Почему так? Не глупо ли это?
Огни лампочек-звезд все тускнеют. Наверное, садятся батарейки.
Туннель ведет к еще одному гаражу, на этот раз пустому. Зеленая пыль устилает все вокруг толстым слоем, а на полу поблескивают лужи. Тил подходит к воротам в противоположной от нас стене и проверяет замок. Ощупывает печать своими длинными пальцами, прижимается лицом к дверям — проверяет, нет ли утечки воздуха.
В гараже не так холодно, как на смотровой площадке. Терпеть можно.
Тил оглядывается на меня:
— Замок н’дежный. Ворота з’печатаны. Отец сказ’вал, в штольню только два входа есть, северный и южный. Когда форы в штольню в’шли, лишние двери з’делали, хотели малыми силами об’роняться.
— Форы знают, что мы здесь?
— Знают, что я здесь.
— Откуда?
Она мотает головой и направляется к застекленной будке, вмонтированной в стену сверху и справа от нас. Там, по всей видимости, находится рубильник. Тил взбирается по лестнице и пытается открыть будку.
Я смотрю на нее снизу вверх.
— Что будет, если они войдут внутрь?
— Как найдут нас, меня обратно от’шлют. А вас п’ребьют всех.
— Пусть попробуют! — фыркаю я.
— У них ружья имеются.
Тил изо всех сил дергает дверь, но та не поддается. Заварена, как и западные ворота. Девушка спускается, озираясь по сторонам, словно олень в поисках тростника.
— Скажи мне правду, — настаиваю я. — Зачем ты приехала сюда? И почему не веришь, что багги везут рудокопов обратно в шахту?
— Они вернуться не п’смеют, — мотает головой Тил.
— Почему? Вода-то ушла…
— Пот’му что боятся немало! — кричит девушка. — Думаешь, это шахта об’кновенная? Не знаешь нич’гошеньки!
— Кого им бояться? Нас?
— Нэ!
— Да что, черт возьми, происходит? — Я едва не срываюсь на визг.
Я пытаюсь заглянуть ей в глаза. Едва нога маскианки касается пола, я делаю шаг навстречу, но Тил гневно вскидывает руку и дает мне пощечину. Нет такого космодесантника, который позволил бы безнаказанно отвешивать ему оплеухи. Я машинально замахиваюсь на нее в ответ. Лицо Тил искажается, словно от боли, и из ее груди вырывается пронзительный крик.

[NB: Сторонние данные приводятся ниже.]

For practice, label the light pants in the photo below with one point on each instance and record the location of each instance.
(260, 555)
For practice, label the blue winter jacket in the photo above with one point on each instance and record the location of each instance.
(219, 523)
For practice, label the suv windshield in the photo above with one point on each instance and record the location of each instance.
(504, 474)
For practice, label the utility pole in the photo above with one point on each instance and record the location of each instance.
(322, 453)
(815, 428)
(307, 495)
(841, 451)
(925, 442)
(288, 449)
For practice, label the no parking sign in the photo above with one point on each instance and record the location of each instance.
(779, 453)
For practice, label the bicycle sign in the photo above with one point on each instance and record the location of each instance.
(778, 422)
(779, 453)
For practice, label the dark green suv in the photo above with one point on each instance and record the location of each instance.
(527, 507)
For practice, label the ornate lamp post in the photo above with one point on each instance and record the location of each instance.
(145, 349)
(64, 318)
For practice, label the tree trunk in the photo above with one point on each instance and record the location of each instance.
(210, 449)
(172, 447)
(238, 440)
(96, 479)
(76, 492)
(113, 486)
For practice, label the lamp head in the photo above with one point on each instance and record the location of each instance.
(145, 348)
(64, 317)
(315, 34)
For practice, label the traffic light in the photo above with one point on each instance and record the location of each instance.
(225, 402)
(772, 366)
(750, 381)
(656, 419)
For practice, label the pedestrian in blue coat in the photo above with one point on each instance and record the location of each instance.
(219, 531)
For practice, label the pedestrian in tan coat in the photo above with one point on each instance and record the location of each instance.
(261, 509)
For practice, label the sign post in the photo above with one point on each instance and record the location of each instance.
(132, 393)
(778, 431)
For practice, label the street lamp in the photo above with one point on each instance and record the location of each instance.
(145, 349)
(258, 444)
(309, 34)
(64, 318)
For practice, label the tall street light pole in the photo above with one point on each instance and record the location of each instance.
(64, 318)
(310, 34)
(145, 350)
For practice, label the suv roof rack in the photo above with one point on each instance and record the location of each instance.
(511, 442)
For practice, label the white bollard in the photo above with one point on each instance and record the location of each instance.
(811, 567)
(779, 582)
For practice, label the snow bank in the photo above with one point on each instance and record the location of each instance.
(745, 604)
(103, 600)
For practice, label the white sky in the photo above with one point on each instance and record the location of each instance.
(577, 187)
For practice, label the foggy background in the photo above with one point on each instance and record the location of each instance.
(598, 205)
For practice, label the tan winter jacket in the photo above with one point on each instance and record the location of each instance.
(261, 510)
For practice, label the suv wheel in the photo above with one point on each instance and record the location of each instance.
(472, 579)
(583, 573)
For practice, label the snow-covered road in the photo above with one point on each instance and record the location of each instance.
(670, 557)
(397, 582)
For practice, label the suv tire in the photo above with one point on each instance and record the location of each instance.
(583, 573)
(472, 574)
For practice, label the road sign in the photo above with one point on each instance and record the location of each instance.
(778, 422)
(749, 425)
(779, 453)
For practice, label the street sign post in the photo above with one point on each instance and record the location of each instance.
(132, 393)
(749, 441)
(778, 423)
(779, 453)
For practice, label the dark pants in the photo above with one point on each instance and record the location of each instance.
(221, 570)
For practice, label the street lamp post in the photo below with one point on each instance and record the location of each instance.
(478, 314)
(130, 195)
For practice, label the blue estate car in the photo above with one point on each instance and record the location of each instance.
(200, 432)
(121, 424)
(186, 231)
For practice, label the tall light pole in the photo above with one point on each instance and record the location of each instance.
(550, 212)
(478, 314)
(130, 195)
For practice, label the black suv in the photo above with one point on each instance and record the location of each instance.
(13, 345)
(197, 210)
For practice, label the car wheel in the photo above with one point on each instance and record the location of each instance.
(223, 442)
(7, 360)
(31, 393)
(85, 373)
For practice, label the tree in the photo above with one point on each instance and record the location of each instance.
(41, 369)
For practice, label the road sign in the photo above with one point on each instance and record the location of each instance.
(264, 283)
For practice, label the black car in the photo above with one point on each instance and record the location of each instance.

Нашу ярость словно рукой снимает. Мы стоим посреди гаража, уставившись друг на друга, тяжело дыша.
— Найти его н’до. Во что бы то ни стало! — всхлипывает Тил.
Ее голос эхом отражается от стен — глухой, потерянный, надломленный. Она падает на одно колено, словно готовясь к молитве, и опускает голову.
— Не из-за хобо пятая к’манда ушла. Мне отец не все сказ’вал. Г’ворил идти сюда, когда нич’го др’гого не останется. Лучше штольня, чем З’леный лагерь, если тебя в пески пр’гнать возн’мерились. Но отец сказ’вал, не брать никого, одной идти.
Вот так новости!
— И все-таки ты спасла нас, — мягко напоминаю я, пытаясь загладить ссору. — Ты же сама сказала, что рассчитываешь на нашу помощь. Ведь больше тебе подмоги ждать не от кого… так?
Она трясет головой.
— Не знаю, зачем под’брала вас. Вы не мой народ. Не друзья мне.
— Но мы люди, черт возьми! И воюем с антагами ради общего блага.